This Transparency Project Is Creating a Massive Collection of Police Data
America police data is a fractured mess of different departments and standards, the Police Data Accessibility Project wants to change that.
Police departments generate an incredible amount of data, as interactions with cops are recorded, collated, and processed. In most states that data is technically available, but anyone who’s tried to get information out of a local police department knows how hard it can be to access that data.
The Police Data Accessibility Project (PDAP) wants to change that. The non-profit is developing software that will scrape the publicly available data of America’s 18,000 different police organizations from programs such as Palm Beach’s eCaseview, which is a court records search tool that is free for the public. The goal is to consolidate this data and make it easy for the public to access.
PDAP started 10 months ago when Kristin Tynski scraped the public records of Palm Beach County, Florida where she lives. She wanted to see if she could use the data to identify trends in policing, and give researchers and journalists a transparent view of the cops.
What Tynski found when she ran scrapers through her own county was shocking, but not surprising. In Palm Beach County, which is nearly 75 percent white according to census data, two officers gave 75 percent of their citations to non-white people, she found. About 70 percent of all violations written for having windows tinted too dark were given to minorities. Revealing these trends in big piles of police data is PDAP's mission.
She visualized some of the data, put it up on the internet and then linked to it on Reddit.“I posted about this project on Reddit, and it blew up,” Tynski told Motherboard in a DM. “I wanted to capture the momentum, because I know how much work trying to get this for most police depts will be. So, I put together a Slack community and started trying to organize.”
In the first few months, the PDAP has a huge influx of people. Thousands volunteered, but Tynski said it didn’t last. “The initial huge influx of people died off, but those that remained have been working diligently for 8 months,” she said.
PDAP’s long-term plan is to scrape data from police databases, store it somewhere secure, standardize the data, and then give the public access. Right now, PDAP is still building the programs it needs to collect data.
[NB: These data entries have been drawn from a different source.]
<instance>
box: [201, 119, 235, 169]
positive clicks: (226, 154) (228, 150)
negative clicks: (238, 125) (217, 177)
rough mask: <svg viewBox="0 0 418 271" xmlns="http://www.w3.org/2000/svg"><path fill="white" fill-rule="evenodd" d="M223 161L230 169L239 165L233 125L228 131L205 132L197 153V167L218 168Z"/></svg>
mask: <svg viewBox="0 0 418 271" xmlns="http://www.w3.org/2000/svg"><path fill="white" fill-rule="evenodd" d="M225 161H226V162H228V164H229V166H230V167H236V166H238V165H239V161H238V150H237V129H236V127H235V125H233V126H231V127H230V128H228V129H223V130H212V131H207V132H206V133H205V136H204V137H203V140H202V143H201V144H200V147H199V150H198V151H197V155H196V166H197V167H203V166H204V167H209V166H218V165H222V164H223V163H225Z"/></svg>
“There are problems of missing data, inconsistencies, and human error. In general, the data we care most about, citations/arrests, arrestee demographic info, individual officer/badge number, metadata like time/location, is available for most that we have looked at,” Tynski said. “There are some more detailed fields that seem to be unique to certain departments. Cleaning, validating, and standardizing incoming community contributed data will be part of what PDAP is responsible for.”
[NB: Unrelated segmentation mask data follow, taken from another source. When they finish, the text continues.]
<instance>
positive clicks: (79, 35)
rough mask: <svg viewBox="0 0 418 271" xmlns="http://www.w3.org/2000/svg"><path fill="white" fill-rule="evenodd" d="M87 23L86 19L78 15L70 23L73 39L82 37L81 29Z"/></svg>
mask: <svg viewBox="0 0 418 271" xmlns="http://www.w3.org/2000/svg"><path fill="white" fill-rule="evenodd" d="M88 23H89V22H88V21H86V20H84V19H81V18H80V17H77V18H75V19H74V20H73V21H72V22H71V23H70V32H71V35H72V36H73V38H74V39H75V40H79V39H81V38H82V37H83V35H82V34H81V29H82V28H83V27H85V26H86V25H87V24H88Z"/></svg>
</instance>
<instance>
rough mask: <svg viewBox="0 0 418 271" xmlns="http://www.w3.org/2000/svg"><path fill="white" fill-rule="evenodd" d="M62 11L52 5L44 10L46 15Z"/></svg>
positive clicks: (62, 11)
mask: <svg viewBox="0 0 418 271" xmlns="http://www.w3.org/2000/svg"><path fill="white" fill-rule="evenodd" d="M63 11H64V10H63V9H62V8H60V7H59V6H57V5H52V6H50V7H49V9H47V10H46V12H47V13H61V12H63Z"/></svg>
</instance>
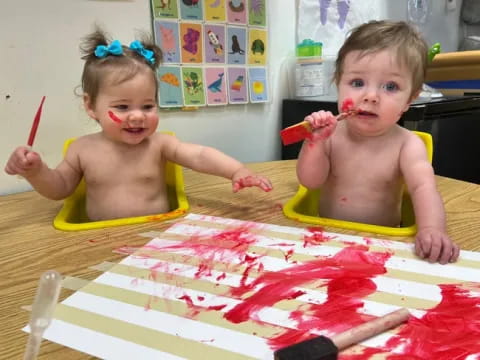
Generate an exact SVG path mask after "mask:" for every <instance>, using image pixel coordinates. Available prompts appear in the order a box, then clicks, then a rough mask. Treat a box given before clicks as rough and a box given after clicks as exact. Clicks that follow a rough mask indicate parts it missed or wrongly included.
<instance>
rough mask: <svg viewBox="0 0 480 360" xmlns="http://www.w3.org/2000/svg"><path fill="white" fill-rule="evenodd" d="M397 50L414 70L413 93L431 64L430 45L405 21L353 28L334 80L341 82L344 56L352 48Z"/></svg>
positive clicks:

As more people stepped up to handle the process of scraping public records, Tynski stepped back and focused on her strength—getting the word out.
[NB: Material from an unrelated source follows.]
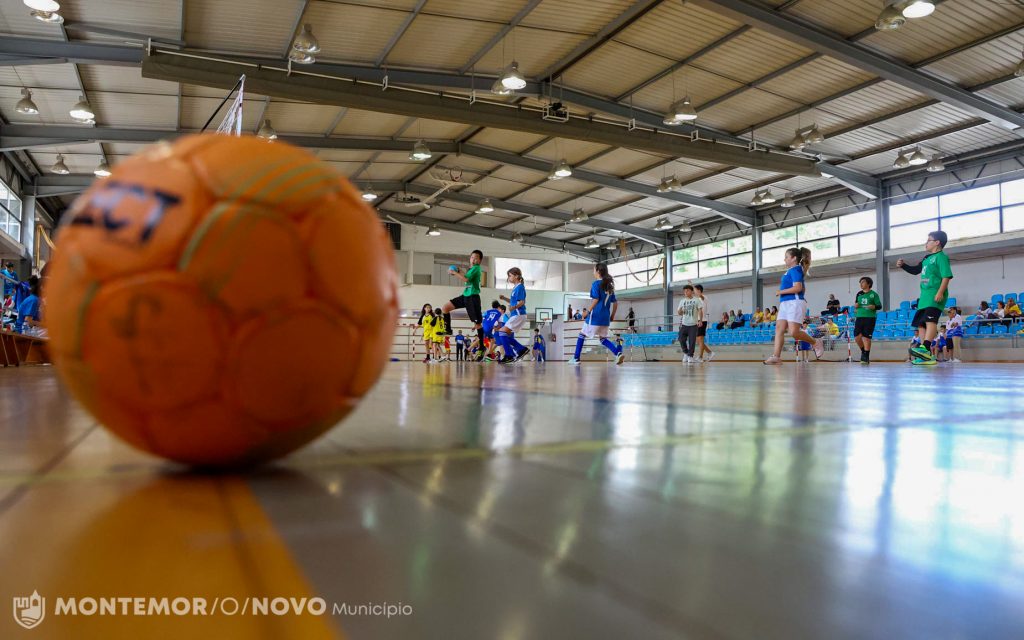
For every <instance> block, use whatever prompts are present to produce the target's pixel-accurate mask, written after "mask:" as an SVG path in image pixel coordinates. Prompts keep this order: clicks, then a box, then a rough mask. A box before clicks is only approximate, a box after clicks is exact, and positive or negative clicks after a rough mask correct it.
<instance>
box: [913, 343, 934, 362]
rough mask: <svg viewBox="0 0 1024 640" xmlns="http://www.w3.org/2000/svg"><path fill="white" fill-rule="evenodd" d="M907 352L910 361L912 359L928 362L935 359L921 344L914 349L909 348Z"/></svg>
mask: <svg viewBox="0 0 1024 640" xmlns="http://www.w3.org/2000/svg"><path fill="white" fill-rule="evenodd" d="M907 350H908V351H909V352H910V358H911V359H913V358H921V359H929V360H934V359H935V357H934V356H933V355H932V352H931V351H929V350H928V349H926V348H925V345H923V344H919V345H918V346H915V347H910V348H909V349H907Z"/></svg>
She’s happy for all the help. “I realized how big the project was while doing the scraping of my own county,” Tynski said. “It's complex, and most county systems are antiquated and filled with bugs. Getting this done —outside of some top-down government mandate—will require writing scrapers for hundreds, possibly thousands, of county websites. I would argue, it's worth the effort, and something we can get done.”
PDAP isn’t the first attempt to create a centralized database of police data. The FBI started a use-of-force database in 2018, but participation is voluntary. The Washington Post started tracking every fatal police shooting in 2015. According to the post, there’s been 988 in the past 12 months. The PDAP, once completed, would give a much wider view of how the police interact with the public.
There’s still a lot of work to do. “We are missing most of the data, we've written scrapers for a few counties in Florida,” Tynski said. “Until now we've been holding off on recruiting for, or pushing, scraping.”
She said that scraping this much data is still an emerging area of law and so the group has secured a good law firm before proceeding. “Scraping is a newish area of law and there isn’t a ton of precedent,” she said. A Canadian teen ran into trouble in 2018, for example, after scraping thousands of documents from the province of Nova Scotia's unsecured freedom of information document portal. He was charged with unauthorized access, but the charges were eventually dropped.
Tynski said she believes PDAP’s role is to collect the data, not analyze it. She leaves that to others. “We see that as the role of citizen journalists and the media,” she said. “Our goal is to facilitate accessibility to these groups, and give them the tools necessary to parse the data in useful ways.”